Americans are itching to get out of the house this summer, perhaps more than ever. And while destinations that may have been on your list for a family vacation are still slowly emerging from COVID-19 protocols, there’s one surefire, socially distant option for families of all ages — camping.
Before you disregard this most outdoor of outdoor adventures, consider camping as an extension of the Great American Road Trip. All it takes is a little planning and you can tailor your trip to accommodate the ages and abilities of your entire family.
If you have really little ones (or if you’re just not that into getting primitive) obviously an intense backcountry trip is not the right option. However, you can still experience the nomadic joy of camping by sticking to established campgrounds that contain the amenities necessary to keep everyone clean and happy. Nothing beats a day of sitting around a campfire like a warm shower! If you don’t have camping gear, consider renting an RV for the occasion.

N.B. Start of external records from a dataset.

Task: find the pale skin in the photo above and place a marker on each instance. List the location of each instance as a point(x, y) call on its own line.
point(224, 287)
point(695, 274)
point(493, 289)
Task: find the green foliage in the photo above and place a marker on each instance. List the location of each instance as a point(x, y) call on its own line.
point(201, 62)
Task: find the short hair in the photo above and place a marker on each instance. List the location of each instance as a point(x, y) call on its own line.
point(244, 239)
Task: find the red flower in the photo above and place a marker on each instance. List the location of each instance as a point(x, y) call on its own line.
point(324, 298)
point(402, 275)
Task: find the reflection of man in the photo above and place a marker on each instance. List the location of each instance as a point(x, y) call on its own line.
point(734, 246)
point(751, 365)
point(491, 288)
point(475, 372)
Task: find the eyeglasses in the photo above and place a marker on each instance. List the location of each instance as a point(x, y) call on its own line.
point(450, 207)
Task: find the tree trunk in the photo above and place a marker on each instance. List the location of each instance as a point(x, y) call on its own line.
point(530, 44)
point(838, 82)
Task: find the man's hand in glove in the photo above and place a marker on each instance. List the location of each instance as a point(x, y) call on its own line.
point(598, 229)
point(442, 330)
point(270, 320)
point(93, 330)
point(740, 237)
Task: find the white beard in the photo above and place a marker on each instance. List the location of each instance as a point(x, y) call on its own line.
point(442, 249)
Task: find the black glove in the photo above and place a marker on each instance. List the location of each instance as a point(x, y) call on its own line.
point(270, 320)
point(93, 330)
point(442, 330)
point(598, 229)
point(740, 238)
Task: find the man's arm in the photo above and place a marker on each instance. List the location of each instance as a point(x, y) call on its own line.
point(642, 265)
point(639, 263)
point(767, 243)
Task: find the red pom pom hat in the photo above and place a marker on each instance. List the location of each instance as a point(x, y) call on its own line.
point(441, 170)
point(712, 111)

They’re self-contained and really allow you and your family to celebrate the best of both worlds.
Camping spots in Oregon get gobbled up fairly quickly in regular seasons, but with a year off, many are just now coming back online. Visit stateparks.oregon.gov to check the status of campgrounds in Oregon, from the coast to the high desert, and everywhere in between.
If you’re a camping rookie, there are a few necessities that will make your family’s trip enjoyable:
Make sure everyone has adequate bedding, whether that’s sleeping bags or blankets for a camper. If you’re sleeping in a tent, consider an air mattress or bed roll, and make note of the temperatures where you’re going.
Bring a first aid kit. Many campgrounds also have a camp host that can direct you to a healthcare provider or urgent care if a family member requires more than a Band-Aid.
Remember your sunscreen. Pack sunscreen for every activity, including water sports and hiking, and reapply as directed. A painful sunburn can ruin a trip quickly.
With the exception of bikes or skateboards, limit kids’ toys to just what they need in the car to stay entertained between destinations. Riding a bike around a campground, where speed limits are low and strictly enforced, is a great way for children to have a little freedom.
Let there be light! Don’t forget a battery-operated lantern or two: one for the picnic table, and one to accompany campers around the site and to the restrooms.
Pack drinking water for all, if you’re headed off the beaten path. Established campgrounds may offer a potable water source; bring a large container for filling up your family’s supply.
Keep food simple. Part of the joy in camping is the distinct difference between being at home and being in nature. Hotdogs are a campfire staple, as are foil packet meals that you can make ahead of time and cook right on a fire (if forest regulations allow) or over a camp stove. You might find that kids are so engaged with “playing” that they don’t ask for as many snacks as they do at home.
Remember, getting there is half the fun. Take time to stop at roadside attractions along the way. It’s often the moment in between the moments that make the best memories.